The plan, certified in April by the Financial Oversight and Management Board for Puerto Rico, lays out a roadmap for PREPA’s physical and financial transformation and is the first step in restoring investor confidence in the publicly-owned utility.
The report cites numerous hurdles to PREPA achieving its objectives.
“Without recurring budget balance and the demonstrated discipline to achieve it over several years, none of PREPA’s plans for new transmission, distribution or generation can be achieved,” the report states.
“That means either imposing higher rates or putting off urgent grid-rebuilding needs,” said Tom Sanzillo, lead author of the report and IEEFA’s director of finance. “Operational improvements and grid modernization require investments that PREPA cannot make if its budget remains chronically out of balance.”
The Fiscal Plan appropriately acknowledges the two biggest factors causing the financial crisis:
- PREPA’s $9.2 billion legacy debt load is unaffordable;
- PREPA’s annual fuel budget is more than $1.8 billion, far too expensive when renewable energy can be created at substantially lower costs;
“The governor, the Oversight Board and PREPA all agree that PREPA cannot afford to pay back $9.2 billion in legacy debt.

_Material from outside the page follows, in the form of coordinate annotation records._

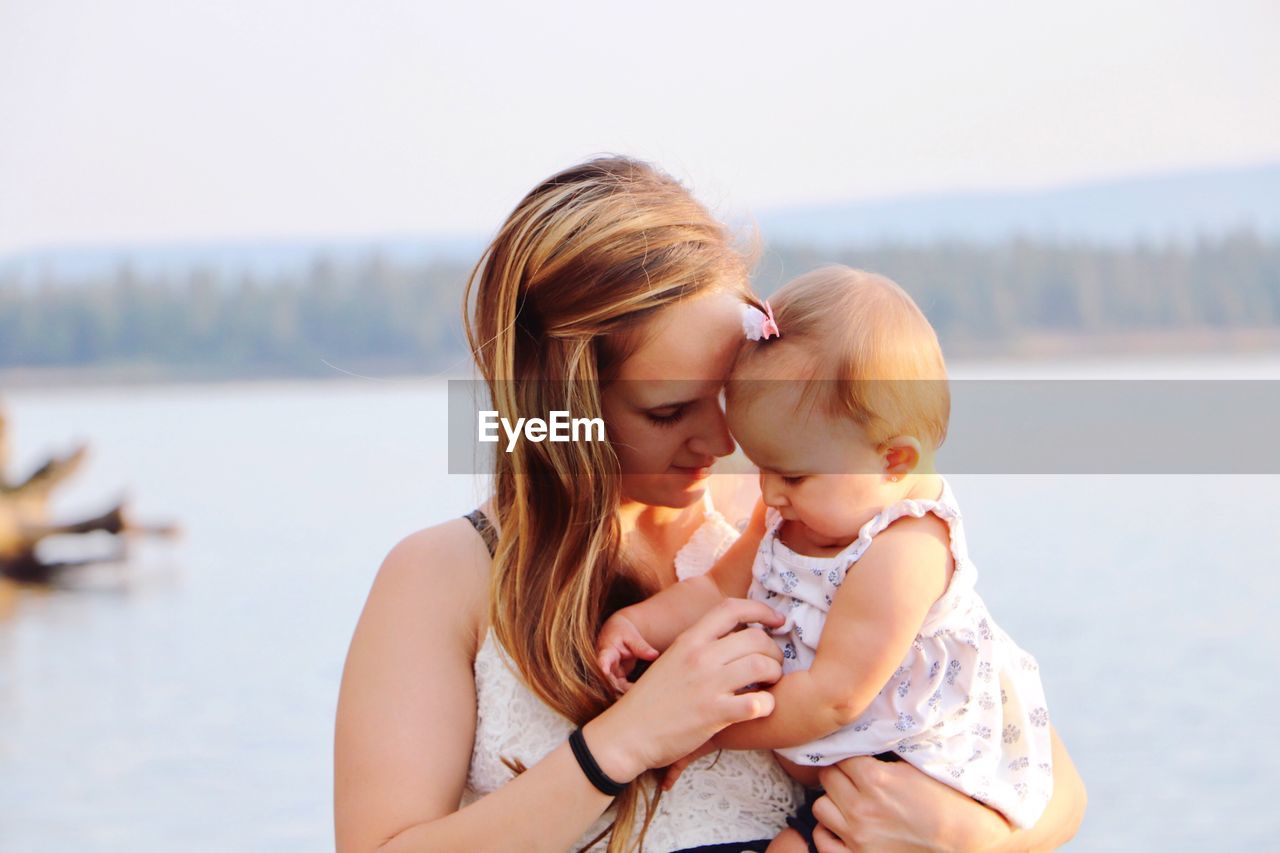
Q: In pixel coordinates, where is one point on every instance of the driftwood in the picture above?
(24, 518)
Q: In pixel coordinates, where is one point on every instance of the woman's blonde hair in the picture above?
(551, 313)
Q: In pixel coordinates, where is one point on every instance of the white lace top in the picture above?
(734, 797)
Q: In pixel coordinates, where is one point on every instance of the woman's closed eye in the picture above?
(667, 415)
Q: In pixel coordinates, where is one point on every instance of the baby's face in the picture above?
(819, 473)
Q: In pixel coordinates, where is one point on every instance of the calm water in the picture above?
(184, 702)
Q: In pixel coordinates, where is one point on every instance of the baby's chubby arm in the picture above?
(647, 629)
(876, 615)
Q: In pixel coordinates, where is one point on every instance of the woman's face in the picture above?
(663, 411)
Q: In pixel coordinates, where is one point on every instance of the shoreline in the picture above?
(1027, 350)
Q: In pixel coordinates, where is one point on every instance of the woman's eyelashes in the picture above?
(666, 416)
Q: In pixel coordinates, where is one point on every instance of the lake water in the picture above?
(184, 701)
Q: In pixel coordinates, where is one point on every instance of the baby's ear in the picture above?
(901, 456)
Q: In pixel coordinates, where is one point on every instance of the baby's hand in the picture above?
(668, 781)
(617, 649)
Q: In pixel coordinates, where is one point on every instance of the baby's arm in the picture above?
(645, 629)
(876, 615)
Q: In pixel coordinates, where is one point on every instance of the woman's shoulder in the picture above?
(435, 576)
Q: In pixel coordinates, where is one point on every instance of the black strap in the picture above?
(484, 527)
(586, 761)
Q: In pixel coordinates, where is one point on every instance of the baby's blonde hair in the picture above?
(864, 350)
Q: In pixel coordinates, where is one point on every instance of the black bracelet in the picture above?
(586, 761)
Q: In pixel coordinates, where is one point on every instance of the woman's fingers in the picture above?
(728, 615)
(827, 843)
(750, 641)
(640, 647)
(753, 669)
(748, 706)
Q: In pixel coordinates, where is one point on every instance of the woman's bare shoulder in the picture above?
(438, 575)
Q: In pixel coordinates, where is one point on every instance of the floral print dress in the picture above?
(965, 705)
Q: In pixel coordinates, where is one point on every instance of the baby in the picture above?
(887, 648)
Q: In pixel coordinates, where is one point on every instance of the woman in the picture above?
(608, 292)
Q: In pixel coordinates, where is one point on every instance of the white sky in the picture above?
(141, 121)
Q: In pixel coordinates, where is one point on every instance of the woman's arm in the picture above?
(872, 804)
(406, 712)
(647, 629)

They also acknowledge that the annual bill for fuels is unsustainable and that renewable energy investments are an urgent necessity in order to balance the budget,” Sanzillo said.
Barriers to success also include island-wide economic weakness that will lower electricity demand; risk that unaffordable rates will be required if PREPA customers are forced to pay back part of $9.2 billion in legacy debt; the risk that PREPA fails to invest in renewable energy; the risk that budgeted federal aid for reconstruction will not fully materialize; and the possibility that fuel and purchased power costs will be higher than expected.
The report cites in particular the absence since 2014 of audited PREPA financial data, and Sanzillo said the Oversight Board approved plan is fundamentally lacking in several other respects: “It is internally inconsistent, with few details on major expense categories and savings presented without reference to how the benefits will improve the budget.”
But the report concludes that the weakest part of the plan is its privatization initiative.
“As currently designed, the privatization scheme does not address PREPA’s weak financial fundamentals,” Sanzillo said. “It bypasses energy-planning requirements, competitive bidding rules, labor agreements and rate regulation — all critical if PREPA is to recover from its history of past failures.”
“The fact is, the authority, under the fiscal plan, expects to sell off assets without any plan for a new generation system or a modern, well-regulated public utility,” he said. “The current administration has failed in its most recent attempts to engage private contractors to rebuild the grid after the hurricane. The Fiscal Plan and privatization proposal shows they have learned nothing from this experience.”
“Bondholders are also at risk,” Sanzillo said. “Persistent budget gaps will mean that less capital will be available for investment in transmission and distribution and in renewable energy generation, so the overall transformation of the system — toward renewables and away from fossil fuels — is likely to take longer than planned. Bondholders who hope to lay claim to future budget surpluses are likely to be disappointed.”
IEEFA has conducted this fiscal review of PREPA to support public demands for more transparency in the wake of PREPA’s bankruptcy and the creation of the Financial Oversight Board. There is a need for improved access to financial information to conduct public debate on PREPA’s future.
Ongoing independent budget reviews by IEEFA, and hopefully others, covering major aspects of Puerto Rico’s Fiscal Plans should help to identify progress and to identify challenges to its success.